Wycinek z metryki chrztu Adama Marynicza
      Na podstawie metryki chrztu Dziadka Adama ustaliłem, że jego dziadkami byli Andrzej Marynicz i Maria Marek oraz Tomasz Gmiterek i Zofia Borkowska. Następne pokolenia w miarę szybko pojawiły się w moim drzewie genealogicznym i tym sposobem w pierwszych latach moich poszukiwań wiedziałem, że prababcia Rozalia z Gmiterków Maryniczowa była córką Tomasza (1873-1945), wnuczką Andrzeja (1844-?), prawnuczką Jana (1789-1852) i praprawnuczką Jakuba (1765-1822). Co ciekawe, prababcią Rozalii, a żoną w/w Jana Gmiterka była Wiktoria Marynicz, córka Marcina oraz najprawdopodobniej wnuczka Szymona (1734-1812) - mojego 5xpradziadka w linii Maryniczów. Rodzina Gmiterek od wielu pokoleń mieszka w Narolu-Wsi (na pewno od czasów, kiedy sięgają księgi metrykalne, aż do dnia dzisiejszego). Oczywiście przez lata Gmiterkowie wżeniali się w okoliczne wsie i parafie, co nikogo dziwić nie powinno. Znam dzienne daty zgonów moich przodków Gmiterków z wyjątkiem Andrzeja, który najprawdopodobniej wyłamał się z rodzinnej tradycji i zmarł w miejscu innym, niż Narol-Wieś, ale zacznę od początku...

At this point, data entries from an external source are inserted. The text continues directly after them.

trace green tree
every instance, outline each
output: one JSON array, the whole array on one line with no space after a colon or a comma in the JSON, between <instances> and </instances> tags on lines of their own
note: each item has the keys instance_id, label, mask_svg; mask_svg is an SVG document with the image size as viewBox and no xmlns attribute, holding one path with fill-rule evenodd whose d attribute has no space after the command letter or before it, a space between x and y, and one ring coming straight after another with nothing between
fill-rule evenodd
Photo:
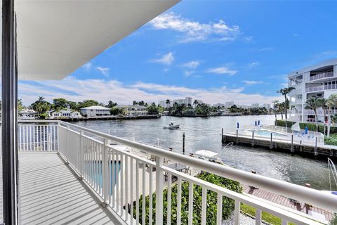
<instances>
[{"instance_id":1,"label":"green tree","mask_svg":"<svg viewBox=\"0 0 337 225\"><path fill-rule=\"evenodd\" d=\"M286 87L284 89L281 89L278 90L277 92L281 94L282 96L284 96L284 102L285 103L285 107L284 107L284 115L286 116L286 120L287 119L287 109L289 106L287 105L288 98L286 98L286 95L289 94L290 92L291 92L293 90L295 90L295 88L293 86L291 87Z\"/></svg>"},{"instance_id":2,"label":"green tree","mask_svg":"<svg viewBox=\"0 0 337 225\"><path fill-rule=\"evenodd\" d=\"M170 107L170 104L171 104L170 99L166 99L166 108Z\"/></svg>"},{"instance_id":3,"label":"green tree","mask_svg":"<svg viewBox=\"0 0 337 225\"><path fill-rule=\"evenodd\" d=\"M107 102L107 105L105 105L105 107L109 108L113 108L116 105L117 105L117 103L114 103L112 101L109 100L109 101Z\"/></svg>"},{"instance_id":4,"label":"green tree","mask_svg":"<svg viewBox=\"0 0 337 225\"><path fill-rule=\"evenodd\" d=\"M68 101L65 98L59 98L53 99L53 107L55 110L60 110L68 105Z\"/></svg>"},{"instance_id":5,"label":"green tree","mask_svg":"<svg viewBox=\"0 0 337 225\"><path fill-rule=\"evenodd\" d=\"M70 108L72 110L77 110L78 108L77 108L77 103L74 102L74 101L68 101L68 103L67 103L67 106L69 106L69 108Z\"/></svg>"}]
</instances>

Akt chrztu Andrzeja Gmiterka - parafia Narol, 1844 r.
     Mój 3xpradziadek Andrzej Gmiterek na świat przyszedł 24 listopada 1844 r. w Narolu-Wsi jako drugie wspólne dziecko Jana i Wiktorii z Maryniczów małżonków Gmiterków. Para miała jeszcze starszego syna Wawrzyńca (1843-1915) oraz młodsze dzieci: Marcina (1847-1848), Józefę (1849-1849) oraz Marię (1850-?), której mężem był Andrzej Pleskacz. Dodatkowo oboje małżonkowie mieli dzieci z innych małżeństw - Jan z poprzedniego, natomiast Wiktoria z następnego (została wdową mając zaledwie 33 lata). 
     Andrzej Gmiterek początkowo wychowywał się przy rodzicach i rodzeństwie w Narolu-Wsi. Kiedy Andrzej ma 7 lat, umiera jego 63-letni ojciec. Matka z ponownym zamążpójściem czeka kilka lat - najpewniej miało to miejsce w 1857 r. w Narolu. To jedyny brakujący rocznik w okresie, kiedy 4xprababcia Wiktoria powinna wyjść za Michała Malca. W pozostałych rocznikach aktu nie ma.
     Wiktoria z Maryniczów I voto Janowa Gmiterkowa II voto Michałowa Malcowa urodziła drugiemu mężowi jeszcze trójkę potomstwa. Pierwsze - córka Antonina - na świat przyszło w połowie 1858 r. Pół roku później Wiktoria skończyła 40 lat. Córkę Katarzynę urodziła dwa lata później. Ostatni był syn Michał, ur. i zm. 1865 r.
     Andrzej Gmiterek daleko swojej żony szukać nie musiał - znalazł ją w swojej rodzinnej miejscowości. Młodszą o 11 lat Katarzynę Kuśmirczak poślubił 6 lutego 1872 r. w kościele w Narolu. Z niewiadomych przyczyn w akcie małżeństwa wiek pana młodego podano jako 24, a w rzeczywistości miał on 27 lat, a rocznikowo 28 (wiek panny młodej podano wg rocznika, a nie ukończonych lat).
Akt małżeństwa Andrzeja Gmiterka i Katarzyny Kuśmirczak - parafia Narol, 1872 r.
      Pierwszym dzieckiem Andrzeja i Katarzyny Gmiterek był syn Tomasz (1873-1945), który urodził się blisko dwa lata po ślubie. Kolejne dzieci to kolejno: Wojciech (1878-1883), Wawrzyniec (1879-1947), Józef (1882-1882), Jan (1883-1948), Stanisław (1885-1885), Michał (1886-1942), Maria (1888-?), Władysław (1889-1893), Anna (1892-1893), Kazimierz (1894-1896), Stefania (1895-1896) i Jan (1897-1897). Razem było ich trzynaścioro, chociaż 5-letnia różnica między pierwszym, a drugim dzieckiem daje do myślenia i kto wie, czy w tym czasie Katarzyna nie była w ciąży. Z tak licznego potomstwa Andrzeja i Katarzyny, ośmioro z nich zmarło w niemowlęctwie lub dzieciństwie, czterech synów dożyło dorosłości i tylko losy jednej córki - Marii - nie są znane.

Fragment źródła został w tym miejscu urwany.